Academies

Academy CEO pay crackdown to focus on ‘outliers’

DfE used to focus on those earning over £150k, but a new approach has been signalled

DfE used to focus on those earning over £150k, but a new approach has been signalled

Academy leaders earning significantly more than their peers at similar trusts face new scrutiny from government.

Sector leaders welcomed a seemingly “more proportionate” approach to chief executive pay after the government said officials were looking at academy accounts to find “outlier levels of leadership pay across similar academy trusts”.

The Education and Skills Funding Agency (ESFA) used to write public letters demanding justifications from trusts that paid their leaders more than £150,000, but the clampdown has been in limbo since mid-2020.

Data blunders sparked a wider review of whether the agency’s approach was “reasonable”.

Schools Week previously reported the government was considering new methodology to decide which trusts to write to.

New emphasis on “outliers”, revealed in Department for Education academy accounts published last week, points to how the new approach might work.

But both trust pay data and how “excessive” pay cases are dealt with remain under review, with no final decisions understood to have been made or signed off by ministers. The DfE declined to comment.

More ‘proportionate approach’ welcomed

Leora Cruddas, the chief executive of the Confederation of School Trusts (CST), said: “We welcome what looks to be a more proportionate approach.”

Giving benchmarking data to the sector itself would also help it “make good pay decisions”, she added.

Geoff Barton, the general secretary of the school and college leaders’ union ASCL, said “blunt” £150,000 thresholds failed to reflect context.

Leora Cruddas
Leora Cruddas

While pay should not be “excessive”, there was a “market rate” for leaders with significant responsibilities.

The number of earners on £150,000 or more rose from 473 in 2019-20 to 563 in 2020-21.

The DfE’s academy accounts name these trusts, but do not define how “similar” trusts will be worked out, or suggest how “outliers” will be dealt with.

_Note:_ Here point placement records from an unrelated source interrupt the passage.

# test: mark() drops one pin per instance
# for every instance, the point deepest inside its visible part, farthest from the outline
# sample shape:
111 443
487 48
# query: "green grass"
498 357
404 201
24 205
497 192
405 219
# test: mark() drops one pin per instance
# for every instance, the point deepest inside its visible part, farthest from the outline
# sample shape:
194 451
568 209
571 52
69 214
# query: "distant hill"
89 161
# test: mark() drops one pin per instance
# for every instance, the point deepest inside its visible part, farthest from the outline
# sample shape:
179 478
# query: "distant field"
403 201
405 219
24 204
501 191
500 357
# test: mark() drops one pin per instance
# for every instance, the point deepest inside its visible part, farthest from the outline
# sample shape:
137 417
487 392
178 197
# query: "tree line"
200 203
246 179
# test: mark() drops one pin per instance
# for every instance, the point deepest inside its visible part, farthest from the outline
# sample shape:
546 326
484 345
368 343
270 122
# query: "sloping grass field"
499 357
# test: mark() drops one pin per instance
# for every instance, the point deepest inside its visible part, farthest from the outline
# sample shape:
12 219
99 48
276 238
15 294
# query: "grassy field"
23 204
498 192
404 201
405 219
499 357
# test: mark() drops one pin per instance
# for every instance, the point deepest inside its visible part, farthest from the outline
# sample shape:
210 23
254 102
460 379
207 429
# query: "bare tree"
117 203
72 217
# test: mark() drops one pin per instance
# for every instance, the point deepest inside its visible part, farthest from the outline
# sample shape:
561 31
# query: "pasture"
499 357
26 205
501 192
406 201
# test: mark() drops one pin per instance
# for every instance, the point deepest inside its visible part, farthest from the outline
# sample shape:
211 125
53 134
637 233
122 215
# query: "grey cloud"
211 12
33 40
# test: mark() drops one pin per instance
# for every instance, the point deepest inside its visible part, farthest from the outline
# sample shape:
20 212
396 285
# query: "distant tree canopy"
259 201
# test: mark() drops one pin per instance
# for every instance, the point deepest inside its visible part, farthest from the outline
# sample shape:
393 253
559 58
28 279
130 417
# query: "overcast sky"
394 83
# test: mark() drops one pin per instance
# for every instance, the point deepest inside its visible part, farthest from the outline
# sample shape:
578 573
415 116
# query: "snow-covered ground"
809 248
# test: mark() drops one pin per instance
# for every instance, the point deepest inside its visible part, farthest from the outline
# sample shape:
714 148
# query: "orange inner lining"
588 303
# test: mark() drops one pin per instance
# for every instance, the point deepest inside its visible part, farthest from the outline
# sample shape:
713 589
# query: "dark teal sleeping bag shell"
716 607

Sharon O’Ryan, the director of the salary benchmarking company Pay in Education (PiE), said clients often defined “similar trusts” differently, and even changed definitions after working with her.

Meanwhile the law firm Browne Jacobson has highlighted the “danger” comparing pay with particular CEOs when their pay may not be “evidence-based”, as guidance requires.

Boards are advised to consider context and compare pay with “similar” trusts.

But only 60 per cent of trustees polled by the National Governance Association in 2021 said they used benchmarking.

Sector has made ‘real progress’

While this was “useful”, Sam Henson, the association’s policy director, said benchmarking risked a “race to the top”.

The sector had made “real progress”, but economic conditions made outliers “more unpalatable”, he said.

CST research in November found “continued pay restraint” for leaders, with chief executive pay rising 1.5 per cent to £137,000 on average in 2022.

But Schools Week’s annual CEO pay investigation last year revealed the country’s best-paid leaders enjoyed bigger pay rises than their peers.

The country’s highest-paid chief executive is Harris Federation’s Sir Dan Moynihan. Accounts published for the 51-school trust this week show his pay for last year remained at £455,000 to £460,000.

The government has been dubbed “toothless” over high pay rising – despite its letters – and the schools bill’s demise leaves ministers without new powers of intervention.

But the opposite is happening among colleges, which were recently reclassified as public sector bodies.

Treasury sign-off will be needed for any new appointments paid £150,000 or more and for any bonuses in excess of £17,500.

Antony Power, a partner at PHP Law, said stricter college rules raised the question: “Will the government decide academies should be caught by similar rules?”